Просто так меня не извиняют. Мама считает, что я должна быть наказана, а если она так считает, то доведет наказание до конца.

-- Твоя эта Вера тоже хороша. Что ей от тебя нужно? Позвонила, ничего не объяснила, бросила трубку...

-- Извини, - повторяю я. - Но я тогда не могла говорить.

-- Мне это не нравится, - повторяет мама. - Совершенно не нравится, - она делает паузу. - Нам нужна твоя помощь. Ты можешь нам помочь?

Она спрашивает таким голосом, что отрицательный ответ невозможен.

-- Я звонила все утро, но тебя же не застать, - добавляет она с обидой.

У меня внутри все обрывается. На редкость невовремя. Ведь мне завтра на работу! А если я откажу... это будет что-то невообразимое.

-- А что надо делать? - говорю я. Вероятно, я говорю убито, и мама это слышит.

-- Нет, если тебе это так трудно, то не стоит.

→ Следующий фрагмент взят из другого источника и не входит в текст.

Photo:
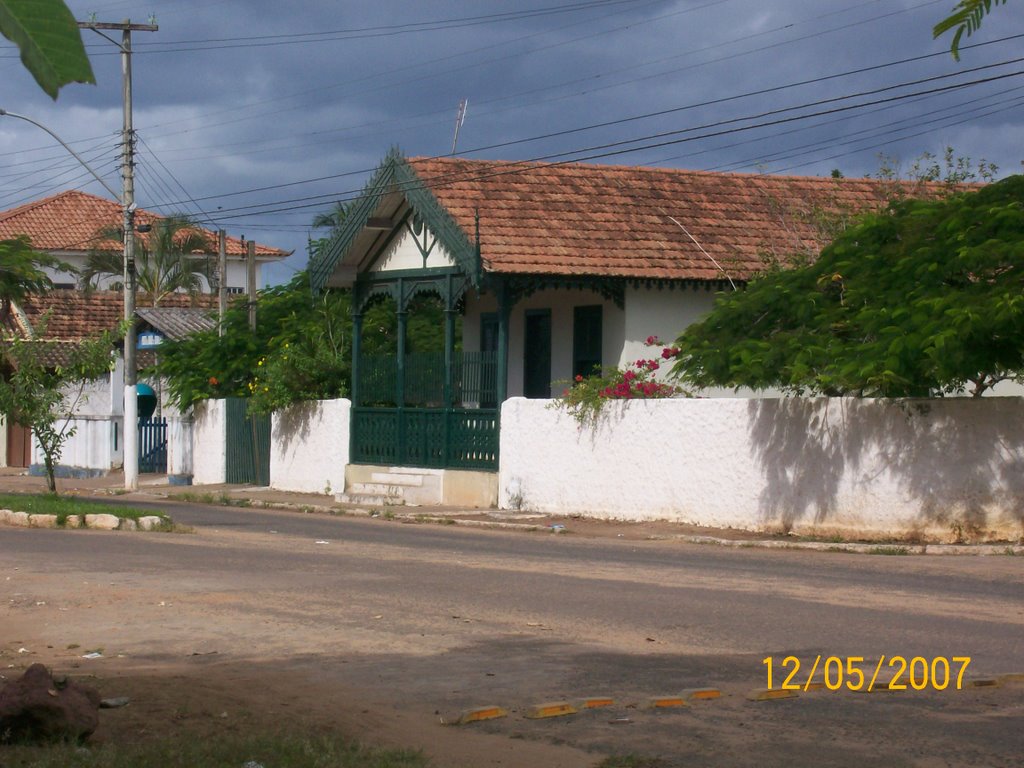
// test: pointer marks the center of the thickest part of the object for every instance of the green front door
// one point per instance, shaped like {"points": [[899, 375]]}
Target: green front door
{"points": [[248, 444], [537, 354]]}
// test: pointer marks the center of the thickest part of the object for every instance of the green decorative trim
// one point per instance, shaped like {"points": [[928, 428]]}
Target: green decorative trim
{"points": [[395, 174], [450, 284], [672, 285], [519, 287]]}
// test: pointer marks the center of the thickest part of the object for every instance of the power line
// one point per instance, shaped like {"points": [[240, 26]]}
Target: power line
{"points": [[320, 199]]}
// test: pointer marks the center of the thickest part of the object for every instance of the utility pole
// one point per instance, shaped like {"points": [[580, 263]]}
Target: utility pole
{"points": [[251, 282], [128, 206], [222, 282]]}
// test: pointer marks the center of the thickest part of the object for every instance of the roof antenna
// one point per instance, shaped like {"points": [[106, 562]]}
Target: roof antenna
{"points": [[677, 223], [460, 118]]}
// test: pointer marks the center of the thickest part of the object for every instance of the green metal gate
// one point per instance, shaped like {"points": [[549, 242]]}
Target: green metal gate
{"points": [[421, 431], [248, 444]]}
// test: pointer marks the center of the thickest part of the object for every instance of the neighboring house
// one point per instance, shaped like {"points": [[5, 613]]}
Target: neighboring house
{"points": [[72, 316], [70, 224], [555, 269]]}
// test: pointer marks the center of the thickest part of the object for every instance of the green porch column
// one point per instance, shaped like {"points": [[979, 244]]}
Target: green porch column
{"points": [[504, 310], [399, 364], [449, 344], [356, 352]]}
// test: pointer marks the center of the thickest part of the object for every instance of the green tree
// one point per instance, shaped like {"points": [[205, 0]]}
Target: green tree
{"points": [[170, 258], [44, 384], [967, 16], [925, 298], [22, 272], [49, 41], [300, 350]]}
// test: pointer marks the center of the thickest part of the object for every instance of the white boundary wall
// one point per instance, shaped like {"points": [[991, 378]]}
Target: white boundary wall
{"points": [[209, 442], [309, 446], [872, 467], [91, 448]]}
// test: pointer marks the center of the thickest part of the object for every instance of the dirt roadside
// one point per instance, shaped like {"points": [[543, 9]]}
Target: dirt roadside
{"points": [[203, 657]]}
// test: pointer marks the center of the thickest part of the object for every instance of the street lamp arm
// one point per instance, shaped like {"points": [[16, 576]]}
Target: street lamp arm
{"points": [[65, 145]]}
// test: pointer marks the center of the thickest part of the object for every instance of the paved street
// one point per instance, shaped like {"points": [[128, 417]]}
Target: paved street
{"points": [[429, 620]]}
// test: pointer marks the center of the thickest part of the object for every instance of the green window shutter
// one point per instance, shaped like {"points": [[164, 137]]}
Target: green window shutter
{"points": [[587, 341]]}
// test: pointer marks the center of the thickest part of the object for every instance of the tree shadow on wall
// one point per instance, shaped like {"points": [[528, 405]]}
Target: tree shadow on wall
{"points": [[295, 423], [958, 462]]}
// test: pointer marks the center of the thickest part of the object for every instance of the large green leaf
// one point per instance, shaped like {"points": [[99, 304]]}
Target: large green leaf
{"points": [[47, 35]]}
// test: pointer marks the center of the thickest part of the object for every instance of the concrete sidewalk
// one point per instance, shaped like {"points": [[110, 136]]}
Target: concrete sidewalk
{"points": [[157, 487]]}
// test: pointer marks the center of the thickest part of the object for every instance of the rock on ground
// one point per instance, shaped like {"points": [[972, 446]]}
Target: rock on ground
{"points": [[39, 708]]}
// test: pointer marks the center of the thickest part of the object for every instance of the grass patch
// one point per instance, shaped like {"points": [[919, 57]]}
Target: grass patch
{"points": [[889, 551], [62, 506], [228, 751]]}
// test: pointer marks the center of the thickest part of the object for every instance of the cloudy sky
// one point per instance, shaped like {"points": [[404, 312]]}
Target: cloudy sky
{"points": [[254, 116]]}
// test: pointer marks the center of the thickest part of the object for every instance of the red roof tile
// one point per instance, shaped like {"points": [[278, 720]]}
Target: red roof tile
{"points": [[75, 315], [649, 223], [73, 220]]}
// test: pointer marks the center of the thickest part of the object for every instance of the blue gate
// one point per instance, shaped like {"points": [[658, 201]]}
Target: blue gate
{"points": [[153, 445]]}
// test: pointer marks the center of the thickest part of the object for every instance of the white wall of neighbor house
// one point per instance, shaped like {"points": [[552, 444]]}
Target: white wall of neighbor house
{"points": [[309, 446], [95, 444], [237, 273], [937, 467], [561, 304]]}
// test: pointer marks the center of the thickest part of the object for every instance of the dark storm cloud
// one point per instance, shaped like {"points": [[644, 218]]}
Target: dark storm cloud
{"points": [[233, 96]]}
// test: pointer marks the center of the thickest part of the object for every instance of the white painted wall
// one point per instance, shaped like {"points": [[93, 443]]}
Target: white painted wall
{"points": [[870, 467], [209, 440], [179, 445], [309, 446], [91, 445], [402, 253]]}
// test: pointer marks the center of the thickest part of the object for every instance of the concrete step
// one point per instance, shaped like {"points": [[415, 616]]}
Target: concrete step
{"points": [[397, 478], [379, 488], [369, 500]]}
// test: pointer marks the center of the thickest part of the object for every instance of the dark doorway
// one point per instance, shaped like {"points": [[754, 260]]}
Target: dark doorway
{"points": [[18, 444], [537, 354], [586, 340]]}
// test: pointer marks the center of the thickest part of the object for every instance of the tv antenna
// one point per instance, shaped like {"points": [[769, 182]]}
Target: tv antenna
{"points": [[460, 118]]}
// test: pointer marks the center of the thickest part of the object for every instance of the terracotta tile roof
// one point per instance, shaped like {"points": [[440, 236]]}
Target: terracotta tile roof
{"points": [[177, 323], [75, 315], [72, 221], [635, 221]]}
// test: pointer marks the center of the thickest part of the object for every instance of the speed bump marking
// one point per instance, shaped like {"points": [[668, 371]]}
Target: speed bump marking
{"points": [[769, 694], [695, 694], [667, 702], [550, 710], [595, 702], [482, 713], [984, 682]]}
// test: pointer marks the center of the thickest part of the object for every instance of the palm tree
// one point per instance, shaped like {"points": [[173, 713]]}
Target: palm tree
{"points": [[331, 219], [171, 257]]}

-- Что надо делать? - повторяю я в отчаянии.

Мама обиженно молчит.

-- Я записалась к зубному, - говорит она. - Нужно, чтобы кто-нибудь посидел с ребятами. У меня выпала пломба, у меня совершенно...

-- Когда? - спрашиваю я.

-- Для тебя это имеет такое значение? Ты так занята?

-- Ну мам, ну когда, - говорю я умоляюще.

Мама снова молчит.

-- У меня талончик на три часа, - говорит она наконец.

-- Когда? Сегодня? - спрашиваю я облегченно. - Ну сейчас я приду.

Кажется, мама тоже веселеет. Даже может быть, меня прощает. Во всяком случае, голос становится обычный.